YAŞASIN DOSTOYEVSKİ VE KARAMAZOV KARDEŞLER

  • 25.06.2020 00:00

 Yazının başlığı 11 Kasım 1821 yılında Moskova’da doğan 9 Şubat 1881 yılında St.Petersburg’da hayata gözlerini yuman  Fyador Mikailoviç  Dostoyevski’nin ölümünden önce yazdığı, 704 sayfadan oluşan tuğla büyüklündeki  dünya klasiklerinin  değişmez edebi eserleri içinde yer alan  Romanının adı.

Dostoveski bu romanı iki yılda yazar  roman yayınlandıktan dört ay sonra da  ölür.

Ben de pandemi sürecinde eve kapandığımız dönemde okuduğum romanlardan biri olan ‘Karamazov Kardeşler’ romanı kitap  sevenler için kaleme alarak okurlarıma  tanıtayım dedim.

Ölümünün üstünden   yüz kırk yıl geçmiş ama hala okunan onlarca dile çevrilen  dünyada tanınan ve  edebi eserler içerisinde  dünya klasiklerinin değişmeyeni. Edebiyat severlerin baş ucu kitabı  olarak bilinen insana  edebi lezzet veren unutulmaz eserler  bırakan bir yazardır, Dostoyevski.

Burada Çetin Altan’ı anmadan  geçmemiz  mümkün değil Çetin Altan derdi ki; bir yazarın büyüklüğü öldükten sonra da okunuyorsa o büyük bir yazardır.
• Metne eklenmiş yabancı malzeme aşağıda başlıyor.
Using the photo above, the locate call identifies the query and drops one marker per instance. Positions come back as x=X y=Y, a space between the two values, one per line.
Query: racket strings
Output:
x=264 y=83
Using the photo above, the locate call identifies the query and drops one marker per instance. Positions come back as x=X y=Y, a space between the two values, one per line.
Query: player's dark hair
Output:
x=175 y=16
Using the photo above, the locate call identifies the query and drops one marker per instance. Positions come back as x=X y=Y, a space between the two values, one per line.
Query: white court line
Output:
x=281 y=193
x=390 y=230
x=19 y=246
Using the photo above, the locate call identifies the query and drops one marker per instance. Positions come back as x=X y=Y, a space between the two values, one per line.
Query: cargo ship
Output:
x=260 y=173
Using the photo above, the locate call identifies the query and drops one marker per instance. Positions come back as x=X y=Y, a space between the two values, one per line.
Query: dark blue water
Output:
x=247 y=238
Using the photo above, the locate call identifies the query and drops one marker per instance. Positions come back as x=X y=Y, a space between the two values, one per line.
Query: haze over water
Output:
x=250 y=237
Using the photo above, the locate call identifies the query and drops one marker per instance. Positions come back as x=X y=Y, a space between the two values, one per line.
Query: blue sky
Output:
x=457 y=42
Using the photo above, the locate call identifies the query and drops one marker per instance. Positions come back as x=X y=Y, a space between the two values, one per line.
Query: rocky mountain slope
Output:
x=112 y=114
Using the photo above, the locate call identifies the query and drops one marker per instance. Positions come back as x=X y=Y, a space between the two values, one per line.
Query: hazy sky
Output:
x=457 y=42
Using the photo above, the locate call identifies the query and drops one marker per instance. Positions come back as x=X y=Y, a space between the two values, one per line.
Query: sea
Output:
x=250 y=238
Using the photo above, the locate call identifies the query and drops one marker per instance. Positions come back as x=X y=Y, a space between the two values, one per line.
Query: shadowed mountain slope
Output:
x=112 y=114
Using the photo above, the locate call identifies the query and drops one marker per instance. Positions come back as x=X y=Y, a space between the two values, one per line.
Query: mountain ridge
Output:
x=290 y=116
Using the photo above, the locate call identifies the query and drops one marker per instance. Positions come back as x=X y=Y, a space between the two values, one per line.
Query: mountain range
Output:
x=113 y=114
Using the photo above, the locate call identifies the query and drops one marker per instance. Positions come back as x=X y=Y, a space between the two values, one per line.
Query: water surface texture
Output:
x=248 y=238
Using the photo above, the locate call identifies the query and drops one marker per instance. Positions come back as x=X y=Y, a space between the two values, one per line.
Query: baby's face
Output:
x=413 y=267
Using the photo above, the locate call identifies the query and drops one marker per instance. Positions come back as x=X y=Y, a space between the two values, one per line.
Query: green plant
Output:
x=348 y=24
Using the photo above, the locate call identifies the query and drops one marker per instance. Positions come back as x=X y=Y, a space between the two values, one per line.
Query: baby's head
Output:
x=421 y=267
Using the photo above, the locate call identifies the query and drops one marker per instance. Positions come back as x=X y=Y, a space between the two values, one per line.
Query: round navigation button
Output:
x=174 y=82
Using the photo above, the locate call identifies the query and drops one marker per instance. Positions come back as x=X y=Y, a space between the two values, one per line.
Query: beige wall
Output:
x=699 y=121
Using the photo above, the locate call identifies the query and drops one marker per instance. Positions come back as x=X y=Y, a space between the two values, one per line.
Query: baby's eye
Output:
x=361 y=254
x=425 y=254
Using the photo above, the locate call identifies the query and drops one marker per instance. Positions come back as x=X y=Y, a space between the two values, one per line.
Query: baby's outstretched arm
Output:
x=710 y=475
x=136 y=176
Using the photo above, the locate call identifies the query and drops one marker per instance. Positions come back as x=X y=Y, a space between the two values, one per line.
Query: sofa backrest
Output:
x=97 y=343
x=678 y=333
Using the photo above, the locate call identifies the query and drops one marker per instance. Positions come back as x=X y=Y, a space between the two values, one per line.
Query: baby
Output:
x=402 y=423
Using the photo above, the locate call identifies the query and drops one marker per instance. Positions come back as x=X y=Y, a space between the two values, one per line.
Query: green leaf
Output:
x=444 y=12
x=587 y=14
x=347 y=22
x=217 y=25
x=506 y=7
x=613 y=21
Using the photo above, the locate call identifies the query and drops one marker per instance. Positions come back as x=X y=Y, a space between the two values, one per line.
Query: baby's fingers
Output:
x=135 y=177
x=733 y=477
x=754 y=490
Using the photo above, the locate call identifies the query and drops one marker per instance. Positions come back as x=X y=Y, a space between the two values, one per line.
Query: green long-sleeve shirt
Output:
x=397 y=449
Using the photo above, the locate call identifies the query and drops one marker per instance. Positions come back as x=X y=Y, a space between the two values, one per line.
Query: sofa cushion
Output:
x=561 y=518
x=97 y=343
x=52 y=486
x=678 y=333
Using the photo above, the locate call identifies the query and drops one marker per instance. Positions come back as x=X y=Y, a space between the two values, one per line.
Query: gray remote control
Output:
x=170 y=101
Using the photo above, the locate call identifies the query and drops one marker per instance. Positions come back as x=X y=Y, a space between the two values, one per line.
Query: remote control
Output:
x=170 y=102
Dostoyevski öleli 140 yıl olmuş ama hala okunuyor bu da Çetin Altan’ı teyit ediyor.

Romanın hikâyesini geçmeden önce kısaca Dostoyevski’nin biyografisinden devam edeyim.

Doğum ve ölüm tarihinden de anlaşıldığı gibi Dostoyevski hayatının en verimli çağında 60 yaşında yakalandığı ve atlatamadığı halk arasında Sara diye biline tıpta dilinde de adı Epilepsi hastalığına yakalanır ve bu hastalıktan kurutulamayarak hayata gözlerini yumar.

Çok genç yaşta yazmaya başlar çokta çileli bir yaşamı vardır yazarın sık sık Sara nöbetine yakalanır  5 yıl cezaevinde yatar idamdan  kıl payı kurtulur ama yazıdan hiç kopmadığı görülmekte ve hayatına 15 kitap sığdırır.15 kitabı da onlarca dile çevrilerek  dünya klasikleri arasında  yer almaktadır.

Romanın hikayesine gelince roman bir aile dramından yola çıkarak başlar,aynı kadına baba ve oğulun aşık olduğu güzeller güzeli Grunişka  babaya aşık değildir oğluna aşıktır ama baba bir türlü peşini bırakmaz Grunişko’nun.Karamazov kardeşlerin  üçünün de öksüz, ailesiz ve sevgisiz   büyümesi bu kadar da olamaz denilecek kadar çarpıcıdır ve üç kardeşin  hayat hikayeleri birbirinin zıttı içinde devam eder.İvan öksüzler  herkesle akraba olur  diye tanımlar.

Roman  baba Fiyador Povloviç’in iki eşinden  üç oğlu var birisi ilk eşinden olan  Dimtri Povloviç ve ikinci eşinden olan iki oğlu  Alyoşa veİvan’r.Romanın  baş karakterleri üç karamazov kardeşler ile   babaları yer alırken. Romanın kadın baş karakteri ise  güzelliğiyle nam salan  erkekleri peşinden koşturan   Grunişenka etrafında örüldüğünü görüyoruz. Grunişka o kadar güzel bir kadın ki yargılayan hakimler bile güzelliğinden etkileniyor ve  Grunişka’yı dinlemekten çok ona  bakmaktan gözlerini alamıyorlar.

Baba povloviç  zampara bir adam her akşam içen kadınlarla eğlenen mutlaka biryolunu bulup para kazanmasını da beceren bir özeliğe sahip.

Ölünceye kadar  hizmetçisi olan bir mal varlığına da  sahip birisi.

 Povloviç cimri mi cimri ama öldüğünde üzerinden yüz bin ruble çıkar böylesi de bilinmeyen  bir kirli çıkı.

Povloviç’in  ilk karısı  Adelayda İvanovna çok küçük yaşta anne olan bir kadındır bu kadınla Povloviç sekiz yıl evli kalır ve Dimitre adında bir erkek çocuk verir ama genç yaşta da ölür. Povloviç kadınların duygularına hitap etmesini bilen ağzı da laf yapan birisi  ilk karısının yaşı küçük olması da bir avantajdır ve kızı kendine bağlamasının bir yolunu bulur ve evlenir.

Pavloviç para düşkünü biri ve para konusunda çok ta merhametsizdir.

 ilk eşi genç yaşta yakalandığı hastalıktan kurtulamaz ve  ölür, Pavloviç  ilk eşinden olan  Dimitri’ye annesinden kalan yüklü  mirası vermemek için çevirmediği dolap  kalmaz.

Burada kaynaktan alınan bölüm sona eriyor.